We need to find new ways to do politics."
Soltani said the MSP plans to quit the ruling coalition before the April parliamentary elections to push for constitutional reforms to limit the powers of the president.
"We are for a parliamentary system, not a presidential system as is the case now, he said.
And we will campaign to change the constitution."
The MSP's withdrawal from the coalition would not strip the government of its majority.
"The final decision belongs to the shura (advisory council) which should take it by the end of this month, Soltani said.
Personally I am with those who support the idea to leave the government and the majority is with me."
The Islamist party has a big following among conservative Algerians - a large part of the population.
Formerly known as the Movement for an Islamist Society, the MSP was founded in 1990 by Algerian members of the Muslim Brotherhood and has been in the government coalition since 2004.
The party condemned a coup in 1992 that forced the cancellation of an election that the Islamic Salvation Front was poised to win.
The MSP did not join the resulting uprising that evolved into a decade-long civil war in which 200,000 people were killed.
The Islamist leader suspects that incumbent president Abdelaziz Bouteflika is serious about reforms.
"The regime is not serious when it talks about political reforms, Soltani told Reuters.
It continues to rule the country as it has always done... People continue to believe that the ballot is not the way for change.
Algeria, a major gas supplier to Europe and a Western ally, has managed to avoid a spillover from other Arab revolts despite riots over wages and high prices in early 2011.

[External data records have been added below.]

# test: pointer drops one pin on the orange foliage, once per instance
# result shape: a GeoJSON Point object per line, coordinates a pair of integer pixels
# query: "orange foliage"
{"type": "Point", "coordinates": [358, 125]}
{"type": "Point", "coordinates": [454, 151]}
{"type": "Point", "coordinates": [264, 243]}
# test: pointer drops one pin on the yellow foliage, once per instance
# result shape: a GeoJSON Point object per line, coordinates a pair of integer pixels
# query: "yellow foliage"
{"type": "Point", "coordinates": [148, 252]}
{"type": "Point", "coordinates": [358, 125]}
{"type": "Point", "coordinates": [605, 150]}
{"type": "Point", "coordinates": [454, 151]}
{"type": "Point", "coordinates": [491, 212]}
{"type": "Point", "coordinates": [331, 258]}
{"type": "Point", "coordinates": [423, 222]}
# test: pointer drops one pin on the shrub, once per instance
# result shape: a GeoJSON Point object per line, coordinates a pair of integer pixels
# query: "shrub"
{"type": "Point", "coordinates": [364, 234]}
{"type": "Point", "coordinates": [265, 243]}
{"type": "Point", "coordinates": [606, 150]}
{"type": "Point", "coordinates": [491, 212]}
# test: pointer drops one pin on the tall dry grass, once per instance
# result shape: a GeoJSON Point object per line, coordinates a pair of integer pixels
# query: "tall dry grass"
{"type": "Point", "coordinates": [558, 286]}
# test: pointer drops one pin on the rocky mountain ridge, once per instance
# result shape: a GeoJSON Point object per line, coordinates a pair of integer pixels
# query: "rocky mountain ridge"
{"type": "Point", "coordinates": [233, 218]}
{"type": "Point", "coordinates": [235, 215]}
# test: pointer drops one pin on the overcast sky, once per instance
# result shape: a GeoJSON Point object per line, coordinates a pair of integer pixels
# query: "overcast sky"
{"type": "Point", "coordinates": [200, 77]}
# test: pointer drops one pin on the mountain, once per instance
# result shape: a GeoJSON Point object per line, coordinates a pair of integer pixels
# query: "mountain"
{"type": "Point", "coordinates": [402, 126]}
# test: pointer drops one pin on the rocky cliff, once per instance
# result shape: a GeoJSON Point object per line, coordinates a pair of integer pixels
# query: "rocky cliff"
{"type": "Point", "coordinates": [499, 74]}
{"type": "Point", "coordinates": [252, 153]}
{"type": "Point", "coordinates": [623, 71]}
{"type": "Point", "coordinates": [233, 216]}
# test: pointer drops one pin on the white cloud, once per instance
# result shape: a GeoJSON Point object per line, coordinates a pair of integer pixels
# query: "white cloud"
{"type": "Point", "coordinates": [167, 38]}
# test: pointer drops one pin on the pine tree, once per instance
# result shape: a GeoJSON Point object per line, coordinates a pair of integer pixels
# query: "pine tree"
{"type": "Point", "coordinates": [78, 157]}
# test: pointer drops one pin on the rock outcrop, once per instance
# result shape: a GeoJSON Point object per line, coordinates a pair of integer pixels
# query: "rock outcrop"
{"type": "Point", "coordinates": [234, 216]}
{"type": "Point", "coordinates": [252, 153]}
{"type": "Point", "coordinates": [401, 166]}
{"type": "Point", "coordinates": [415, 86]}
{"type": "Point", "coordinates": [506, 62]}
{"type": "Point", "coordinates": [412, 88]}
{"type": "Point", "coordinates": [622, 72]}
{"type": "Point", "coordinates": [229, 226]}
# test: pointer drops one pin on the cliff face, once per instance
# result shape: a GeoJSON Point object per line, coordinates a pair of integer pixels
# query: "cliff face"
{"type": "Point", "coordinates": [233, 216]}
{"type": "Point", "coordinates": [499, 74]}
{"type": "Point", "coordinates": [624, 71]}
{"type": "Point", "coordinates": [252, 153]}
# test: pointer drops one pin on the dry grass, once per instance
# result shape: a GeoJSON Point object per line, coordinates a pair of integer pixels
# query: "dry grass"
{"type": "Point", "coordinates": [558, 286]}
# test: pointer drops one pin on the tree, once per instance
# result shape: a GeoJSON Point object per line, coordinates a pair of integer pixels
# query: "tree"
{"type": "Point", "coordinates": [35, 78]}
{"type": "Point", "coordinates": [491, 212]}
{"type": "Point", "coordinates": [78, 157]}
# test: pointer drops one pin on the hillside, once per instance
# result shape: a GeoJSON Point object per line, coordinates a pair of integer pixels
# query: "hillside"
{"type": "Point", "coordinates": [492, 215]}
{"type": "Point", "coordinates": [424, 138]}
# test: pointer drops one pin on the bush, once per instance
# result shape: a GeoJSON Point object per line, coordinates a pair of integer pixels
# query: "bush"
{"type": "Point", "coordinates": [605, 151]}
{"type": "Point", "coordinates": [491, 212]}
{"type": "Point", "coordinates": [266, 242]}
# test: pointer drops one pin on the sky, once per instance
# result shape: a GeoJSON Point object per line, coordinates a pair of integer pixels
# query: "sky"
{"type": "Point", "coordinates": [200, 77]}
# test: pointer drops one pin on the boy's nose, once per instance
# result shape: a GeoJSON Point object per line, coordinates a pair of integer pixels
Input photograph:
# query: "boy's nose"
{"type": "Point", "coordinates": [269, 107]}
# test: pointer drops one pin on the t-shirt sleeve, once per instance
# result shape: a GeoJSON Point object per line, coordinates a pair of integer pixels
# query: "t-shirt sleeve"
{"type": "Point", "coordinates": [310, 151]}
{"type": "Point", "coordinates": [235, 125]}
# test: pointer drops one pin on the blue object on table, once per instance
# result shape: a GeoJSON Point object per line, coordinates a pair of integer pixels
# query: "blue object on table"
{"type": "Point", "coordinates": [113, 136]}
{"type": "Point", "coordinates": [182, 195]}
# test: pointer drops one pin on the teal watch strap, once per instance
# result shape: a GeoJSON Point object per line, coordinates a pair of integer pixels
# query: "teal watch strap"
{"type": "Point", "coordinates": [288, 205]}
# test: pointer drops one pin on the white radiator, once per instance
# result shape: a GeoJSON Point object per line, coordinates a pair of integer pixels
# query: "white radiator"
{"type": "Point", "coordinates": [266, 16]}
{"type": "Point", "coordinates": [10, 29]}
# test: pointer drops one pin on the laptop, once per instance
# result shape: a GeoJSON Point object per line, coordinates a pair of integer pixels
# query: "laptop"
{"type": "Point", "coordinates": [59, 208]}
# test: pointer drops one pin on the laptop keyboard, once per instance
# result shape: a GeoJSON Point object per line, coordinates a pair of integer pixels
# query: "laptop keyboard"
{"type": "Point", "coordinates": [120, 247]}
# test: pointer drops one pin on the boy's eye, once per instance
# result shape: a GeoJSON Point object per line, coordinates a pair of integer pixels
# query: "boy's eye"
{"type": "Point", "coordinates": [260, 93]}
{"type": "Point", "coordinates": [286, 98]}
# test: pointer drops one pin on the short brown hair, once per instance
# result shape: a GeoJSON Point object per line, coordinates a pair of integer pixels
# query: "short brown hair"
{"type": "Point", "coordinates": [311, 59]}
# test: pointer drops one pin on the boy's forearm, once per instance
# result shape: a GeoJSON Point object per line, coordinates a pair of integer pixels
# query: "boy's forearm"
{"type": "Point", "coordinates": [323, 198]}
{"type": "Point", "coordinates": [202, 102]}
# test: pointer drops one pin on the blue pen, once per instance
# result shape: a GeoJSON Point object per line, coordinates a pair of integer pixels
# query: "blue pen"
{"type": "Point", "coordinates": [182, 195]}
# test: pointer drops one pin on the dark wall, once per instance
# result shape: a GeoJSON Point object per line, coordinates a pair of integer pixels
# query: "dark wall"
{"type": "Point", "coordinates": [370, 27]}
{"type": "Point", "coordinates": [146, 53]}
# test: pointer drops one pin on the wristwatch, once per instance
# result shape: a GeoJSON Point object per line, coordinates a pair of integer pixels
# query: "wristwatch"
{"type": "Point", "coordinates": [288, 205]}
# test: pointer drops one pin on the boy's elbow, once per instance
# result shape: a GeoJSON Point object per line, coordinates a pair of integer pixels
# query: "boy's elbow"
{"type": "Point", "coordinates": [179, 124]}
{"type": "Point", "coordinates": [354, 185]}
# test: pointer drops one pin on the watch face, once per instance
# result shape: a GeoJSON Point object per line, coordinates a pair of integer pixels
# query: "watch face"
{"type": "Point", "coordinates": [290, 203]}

To help contain the revolt, Bouteflika ended 19 years of emergency laws imposed to quell the civil strife.
He has also promised reforms that include allowing new political parties, liberalizing the media and amending the constitution.
"Without serious reforms, the social front will remain unstable," Soltani said.
The Islamist leader urged Bouteflika to introduce tougher laws against fraud which he said has tainted most previous polls.
"Perpetrators of fraud must be jailed immediately".
Islamist parties have swept polls in Tunisia and Egypt following the downfall of their long-standing presidents. Islamists also emerged biggest winners in Morocco.
The MSP leader believes that an election victory by an Islamist party in Algeria would be a real test of Islamic policies."In 50 years of independence, we have tried socialism and liberalism, but never Islamism. Let's try it and see if it will work," Soltani said.